Virtually everyone on Ward 57 had some phantom limb pain. Its cause remained as mysterious as it had been when a Civil War doctor coined the term to identify the complaints of soldiers whose injured limbs had been sawed off. Some experts believe the brain has a blueprint of body parts that persists even if they've been cut off. According to one theory, when the brain sends signals and receives no feedback, it bombards the missing limb with more signals. That aggravates the swollen nerves that once served it, inducing pain.

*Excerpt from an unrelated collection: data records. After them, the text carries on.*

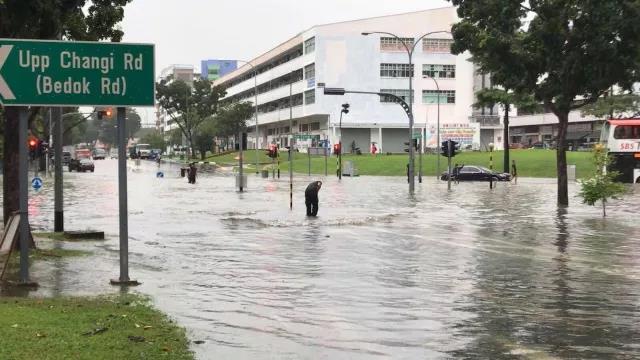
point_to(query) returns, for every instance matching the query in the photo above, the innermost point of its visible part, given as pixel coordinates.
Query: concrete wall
(393, 140)
(362, 137)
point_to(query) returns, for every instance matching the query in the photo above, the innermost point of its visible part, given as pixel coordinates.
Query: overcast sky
(188, 31)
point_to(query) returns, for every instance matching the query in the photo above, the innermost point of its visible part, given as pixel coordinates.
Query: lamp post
(345, 110)
(437, 125)
(255, 90)
(410, 48)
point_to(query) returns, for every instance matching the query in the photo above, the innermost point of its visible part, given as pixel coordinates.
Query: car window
(469, 169)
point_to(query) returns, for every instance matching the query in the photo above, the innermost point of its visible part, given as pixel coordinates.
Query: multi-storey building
(339, 55)
(173, 72)
(214, 69)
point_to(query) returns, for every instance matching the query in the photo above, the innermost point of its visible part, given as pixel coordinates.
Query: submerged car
(475, 173)
(83, 165)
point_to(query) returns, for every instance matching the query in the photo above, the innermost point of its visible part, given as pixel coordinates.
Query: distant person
(192, 173)
(311, 198)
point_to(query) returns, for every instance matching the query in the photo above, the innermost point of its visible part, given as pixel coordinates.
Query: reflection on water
(475, 273)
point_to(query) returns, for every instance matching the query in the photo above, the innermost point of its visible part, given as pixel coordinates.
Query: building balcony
(486, 121)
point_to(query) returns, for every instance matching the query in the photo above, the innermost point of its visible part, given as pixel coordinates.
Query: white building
(339, 55)
(175, 72)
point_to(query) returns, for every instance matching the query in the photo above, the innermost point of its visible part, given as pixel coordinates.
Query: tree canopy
(188, 106)
(566, 53)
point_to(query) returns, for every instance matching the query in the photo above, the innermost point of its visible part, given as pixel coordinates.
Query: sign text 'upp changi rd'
(41, 72)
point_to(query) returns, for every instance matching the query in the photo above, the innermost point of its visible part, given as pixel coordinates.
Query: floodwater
(471, 273)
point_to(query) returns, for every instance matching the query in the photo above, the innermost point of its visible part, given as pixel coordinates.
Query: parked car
(99, 154)
(84, 164)
(475, 173)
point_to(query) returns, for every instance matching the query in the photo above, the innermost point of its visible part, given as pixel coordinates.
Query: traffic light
(444, 150)
(272, 152)
(107, 112)
(33, 146)
(336, 149)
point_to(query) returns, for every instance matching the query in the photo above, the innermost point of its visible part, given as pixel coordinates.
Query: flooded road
(472, 273)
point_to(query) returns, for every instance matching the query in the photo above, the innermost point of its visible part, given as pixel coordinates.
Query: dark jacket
(312, 190)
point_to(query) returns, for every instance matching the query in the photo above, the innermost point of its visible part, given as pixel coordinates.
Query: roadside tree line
(200, 116)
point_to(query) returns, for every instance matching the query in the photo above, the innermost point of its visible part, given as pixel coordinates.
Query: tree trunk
(561, 156)
(505, 138)
(11, 163)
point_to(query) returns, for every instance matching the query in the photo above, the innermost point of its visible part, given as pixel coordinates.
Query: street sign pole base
(125, 282)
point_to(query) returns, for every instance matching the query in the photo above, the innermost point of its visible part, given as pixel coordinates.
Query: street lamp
(410, 49)
(345, 110)
(437, 126)
(255, 90)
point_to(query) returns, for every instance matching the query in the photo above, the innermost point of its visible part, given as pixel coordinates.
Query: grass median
(530, 162)
(109, 327)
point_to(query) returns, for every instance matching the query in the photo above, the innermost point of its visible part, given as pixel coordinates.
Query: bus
(621, 138)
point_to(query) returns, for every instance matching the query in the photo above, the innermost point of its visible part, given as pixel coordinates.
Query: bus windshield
(625, 132)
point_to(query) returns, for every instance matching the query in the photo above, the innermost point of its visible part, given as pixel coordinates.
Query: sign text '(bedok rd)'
(81, 86)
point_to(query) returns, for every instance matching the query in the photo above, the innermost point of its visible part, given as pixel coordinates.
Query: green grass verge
(61, 237)
(116, 327)
(530, 162)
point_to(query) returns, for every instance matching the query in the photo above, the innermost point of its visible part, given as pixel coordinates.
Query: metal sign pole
(58, 220)
(23, 178)
(122, 198)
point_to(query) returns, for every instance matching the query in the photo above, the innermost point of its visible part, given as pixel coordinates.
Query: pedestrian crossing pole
(491, 165)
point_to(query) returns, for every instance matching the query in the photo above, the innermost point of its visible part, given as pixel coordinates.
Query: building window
(393, 44)
(310, 45)
(437, 45)
(402, 93)
(439, 71)
(431, 96)
(396, 70)
(310, 71)
(310, 97)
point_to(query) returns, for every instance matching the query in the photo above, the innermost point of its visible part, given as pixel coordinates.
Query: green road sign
(305, 137)
(74, 73)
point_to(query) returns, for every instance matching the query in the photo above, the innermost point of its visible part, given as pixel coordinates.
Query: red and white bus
(621, 137)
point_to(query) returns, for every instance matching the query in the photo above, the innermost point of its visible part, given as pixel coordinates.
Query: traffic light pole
(23, 197)
(449, 152)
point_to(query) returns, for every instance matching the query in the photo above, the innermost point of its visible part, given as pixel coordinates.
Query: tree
(566, 53)
(36, 19)
(602, 185)
(489, 97)
(204, 137)
(133, 122)
(188, 106)
(155, 139)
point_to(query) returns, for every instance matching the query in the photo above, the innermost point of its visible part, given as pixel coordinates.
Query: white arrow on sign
(5, 91)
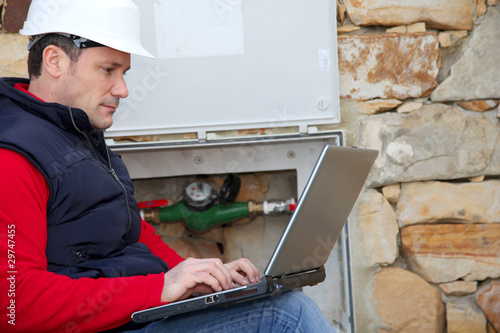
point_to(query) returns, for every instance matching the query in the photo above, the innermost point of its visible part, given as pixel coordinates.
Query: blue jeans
(290, 312)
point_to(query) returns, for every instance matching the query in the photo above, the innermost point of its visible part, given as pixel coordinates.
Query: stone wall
(423, 79)
(420, 81)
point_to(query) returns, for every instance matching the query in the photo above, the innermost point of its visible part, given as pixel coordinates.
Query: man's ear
(55, 60)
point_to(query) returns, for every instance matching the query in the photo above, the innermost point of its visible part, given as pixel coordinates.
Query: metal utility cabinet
(236, 86)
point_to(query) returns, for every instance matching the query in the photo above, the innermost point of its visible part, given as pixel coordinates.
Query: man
(76, 255)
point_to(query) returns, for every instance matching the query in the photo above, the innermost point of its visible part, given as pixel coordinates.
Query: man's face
(95, 84)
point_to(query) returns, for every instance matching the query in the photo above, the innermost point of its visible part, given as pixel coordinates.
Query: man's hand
(205, 276)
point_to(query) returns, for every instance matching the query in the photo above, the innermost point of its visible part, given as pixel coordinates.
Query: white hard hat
(112, 23)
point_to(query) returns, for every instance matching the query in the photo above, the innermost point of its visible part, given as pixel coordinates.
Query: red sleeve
(36, 300)
(158, 246)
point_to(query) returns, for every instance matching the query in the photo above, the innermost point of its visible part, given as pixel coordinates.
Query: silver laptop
(306, 243)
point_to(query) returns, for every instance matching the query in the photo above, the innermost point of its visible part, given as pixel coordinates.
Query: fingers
(191, 274)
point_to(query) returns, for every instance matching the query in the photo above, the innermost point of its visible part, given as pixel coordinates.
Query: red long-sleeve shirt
(33, 299)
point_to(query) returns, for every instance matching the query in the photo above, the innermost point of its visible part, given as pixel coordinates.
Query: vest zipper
(109, 167)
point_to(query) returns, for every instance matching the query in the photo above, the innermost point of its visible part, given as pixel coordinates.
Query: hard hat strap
(80, 42)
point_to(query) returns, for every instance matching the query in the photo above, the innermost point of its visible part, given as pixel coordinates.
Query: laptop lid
(322, 211)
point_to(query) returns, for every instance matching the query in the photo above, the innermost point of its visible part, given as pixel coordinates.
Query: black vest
(93, 221)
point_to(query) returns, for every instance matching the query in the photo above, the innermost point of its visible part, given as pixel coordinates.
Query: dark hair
(35, 57)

Doctors were as hard-pressed to treat phantom pain as they were to explain it. They resorted to trial and error, using remedies originally intended for other ailments that seemed to relieve nerve pain. I had a sampling on my nightstand: pills to combat seizures and depression, lozenges for bronchitis, allergy nasal spray, arthritis cream, medicated patches for shingles and an electro-stimulation device. It was hard to tell if any of them worked. The crushing, stabbing pain in my right hand flared and subsided--but never went away. Doctors said it might last a month, a year or a lifetime. Every amputee was different.

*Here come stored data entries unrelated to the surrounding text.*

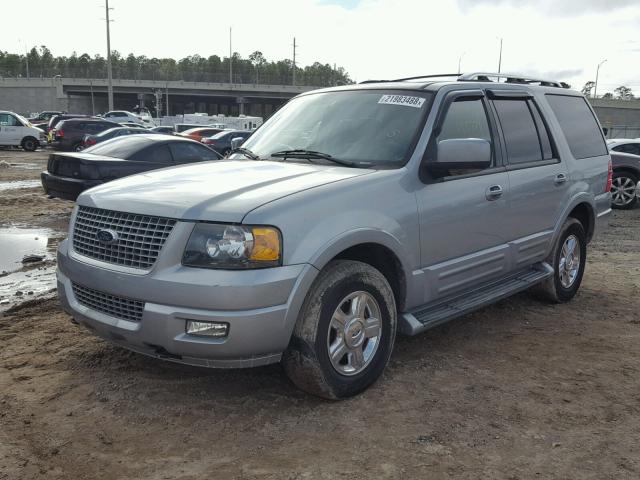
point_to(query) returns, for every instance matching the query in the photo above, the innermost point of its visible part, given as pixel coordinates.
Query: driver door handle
(494, 192)
(560, 179)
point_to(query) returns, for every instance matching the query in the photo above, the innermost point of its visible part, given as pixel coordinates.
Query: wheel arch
(377, 248)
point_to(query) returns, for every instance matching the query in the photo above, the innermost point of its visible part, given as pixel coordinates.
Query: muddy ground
(519, 390)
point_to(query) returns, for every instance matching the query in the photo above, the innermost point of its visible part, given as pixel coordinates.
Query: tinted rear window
(579, 125)
(120, 147)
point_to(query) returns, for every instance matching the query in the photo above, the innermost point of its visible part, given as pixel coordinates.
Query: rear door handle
(493, 192)
(560, 179)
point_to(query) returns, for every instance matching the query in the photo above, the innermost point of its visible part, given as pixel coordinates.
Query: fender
(358, 236)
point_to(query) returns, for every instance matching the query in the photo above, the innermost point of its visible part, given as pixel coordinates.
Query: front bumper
(65, 187)
(260, 306)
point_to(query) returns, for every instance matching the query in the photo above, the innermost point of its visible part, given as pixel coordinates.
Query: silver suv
(353, 213)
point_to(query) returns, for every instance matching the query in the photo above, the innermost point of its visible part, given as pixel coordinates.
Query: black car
(626, 174)
(68, 174)
(91, 140)
(68, 134)
(221, 142)
(165, 129)
(56, 119)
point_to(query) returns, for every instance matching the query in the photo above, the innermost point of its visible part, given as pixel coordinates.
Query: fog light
(207, 329)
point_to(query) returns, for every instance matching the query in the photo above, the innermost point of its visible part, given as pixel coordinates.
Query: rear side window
(579, 125)
(524, 134)
(155, 154)
(188, 152)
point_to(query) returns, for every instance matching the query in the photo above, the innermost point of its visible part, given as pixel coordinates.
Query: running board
(429, 316)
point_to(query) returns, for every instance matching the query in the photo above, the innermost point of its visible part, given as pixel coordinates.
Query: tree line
(40, 62)
(621, 93)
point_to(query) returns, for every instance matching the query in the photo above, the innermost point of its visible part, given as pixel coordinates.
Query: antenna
(109, 72)
(294, 61)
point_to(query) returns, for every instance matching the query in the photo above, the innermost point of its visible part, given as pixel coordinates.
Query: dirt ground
(519, 390)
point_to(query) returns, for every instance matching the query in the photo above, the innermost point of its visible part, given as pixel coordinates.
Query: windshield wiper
(308, 154)
(246, 152)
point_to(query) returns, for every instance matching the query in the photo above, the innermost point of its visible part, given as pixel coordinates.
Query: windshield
(367, 127)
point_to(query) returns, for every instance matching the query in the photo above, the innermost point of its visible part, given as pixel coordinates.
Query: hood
(222, 191)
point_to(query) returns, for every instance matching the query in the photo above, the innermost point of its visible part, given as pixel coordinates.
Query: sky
(372, 39)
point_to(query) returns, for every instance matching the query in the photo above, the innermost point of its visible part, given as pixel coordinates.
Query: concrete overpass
(84, 95)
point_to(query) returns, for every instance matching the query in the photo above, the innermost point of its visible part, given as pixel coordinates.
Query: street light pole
(595, 89)
(460, 61)
(109, 73)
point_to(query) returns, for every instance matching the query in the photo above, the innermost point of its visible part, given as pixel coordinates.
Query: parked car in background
(181, 127)
(200, 132)
(121, 116)
(56, 119)
(68, 174)
(221, 142)
(625, 188)
(89, 140)
(16, 131)
(68, 134)
(353, 213)
(624, 145)
(43, 117)
(164, 129)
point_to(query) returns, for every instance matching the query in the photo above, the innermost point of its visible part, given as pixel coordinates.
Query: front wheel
(345, 333)
(568, 259)
(30, 144)
(623, 190)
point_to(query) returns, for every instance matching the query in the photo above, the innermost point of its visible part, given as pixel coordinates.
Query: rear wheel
(30, 144)
(345, 333)
(623, 190)
(568, 260)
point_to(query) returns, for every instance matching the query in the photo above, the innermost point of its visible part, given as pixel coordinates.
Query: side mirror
(236, 142)
(461, 153)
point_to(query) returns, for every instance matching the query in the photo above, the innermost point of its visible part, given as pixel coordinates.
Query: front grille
(140, 237)
(118, 307)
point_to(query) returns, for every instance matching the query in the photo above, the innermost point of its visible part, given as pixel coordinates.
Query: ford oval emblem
(107, 237)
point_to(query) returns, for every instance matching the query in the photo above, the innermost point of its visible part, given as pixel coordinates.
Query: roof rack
(510, 78)
(484, 77)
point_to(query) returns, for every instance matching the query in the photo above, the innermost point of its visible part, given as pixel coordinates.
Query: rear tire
(345, 332)
(568, 259)
(623, 190)
(29, 144)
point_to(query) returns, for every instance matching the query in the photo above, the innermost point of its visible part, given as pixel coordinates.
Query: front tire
(29, 144)
(345, 332)
(623, 190)
(568, 259)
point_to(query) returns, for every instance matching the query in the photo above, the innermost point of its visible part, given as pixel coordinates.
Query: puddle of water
(31, 279)
(19, 184)
(15, 243)
(26, 166)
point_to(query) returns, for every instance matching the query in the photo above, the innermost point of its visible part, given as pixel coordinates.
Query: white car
(624, 145)
(122, 116)
(16, 131)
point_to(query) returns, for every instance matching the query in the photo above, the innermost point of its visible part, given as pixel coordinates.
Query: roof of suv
(480, 80)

Phantom pain was a daily topic at OT--occupational therapy, the whittling porch for amputees. I made my first friends there. Most of my neighbors were half my age and from different backgrounds, small-town boys who had passed up college or blue-collar trades for a military life. I was urban, overeducated, untattooed and distrustful of uniforms and blind patriotism. But I soon discovered that I shared something with those soldiers larger than the differences in our biographies. We were men struggling for identity. The psychological scars of amputation ran deeper than those from conventional wounds of war. The blasts took away something deeply personal. None of us felt like the men who had gone to Iraq. We possessed the same minds; they just resided in different bodies.
The loss of my writing hand launched an assault on my self-image. If I couldn't be a reporter, then who was I? What would I do? The questions left me raw and wide open, no more so than my new friends who had honed their bodies for a completely different cause: war. The military represented the perfect synthesis of muscle and discovery, a place to play out feelings of invincibility. Now they confronted the world from a wheelchair or without an arm. Life looked different with no war to fight, orders to follow and comrades to love. The question was how to fill the void, and with what.

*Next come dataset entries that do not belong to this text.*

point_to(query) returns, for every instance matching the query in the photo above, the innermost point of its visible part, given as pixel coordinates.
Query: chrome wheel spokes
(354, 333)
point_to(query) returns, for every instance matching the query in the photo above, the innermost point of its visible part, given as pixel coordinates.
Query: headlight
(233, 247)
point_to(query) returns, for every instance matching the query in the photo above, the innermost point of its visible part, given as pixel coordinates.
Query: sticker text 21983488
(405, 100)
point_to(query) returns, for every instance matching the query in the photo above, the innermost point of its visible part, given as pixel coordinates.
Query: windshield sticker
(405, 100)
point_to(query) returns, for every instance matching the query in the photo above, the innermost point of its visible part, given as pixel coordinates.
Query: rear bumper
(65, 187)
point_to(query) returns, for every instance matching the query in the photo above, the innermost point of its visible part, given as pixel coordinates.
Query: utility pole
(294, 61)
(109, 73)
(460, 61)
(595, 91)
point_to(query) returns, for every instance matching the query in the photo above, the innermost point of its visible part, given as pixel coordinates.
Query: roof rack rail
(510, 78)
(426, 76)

The tone in OT could shift from laughter to grave silence in the moment it took a soldier to scream in pain or explode into anger. Captain Katie segregated the angriest amputees. Her morning sessions bristled with tension. Metallica and Motorhead blared from speakers. One specialist who had trouble picking up a peg with his above-the-elbow prosthesis flung the $115,000 device against a wall. "I ain't doing it anymore," he shouted. Another threw the metal pedal of his wheelchair into a costly exercise machine.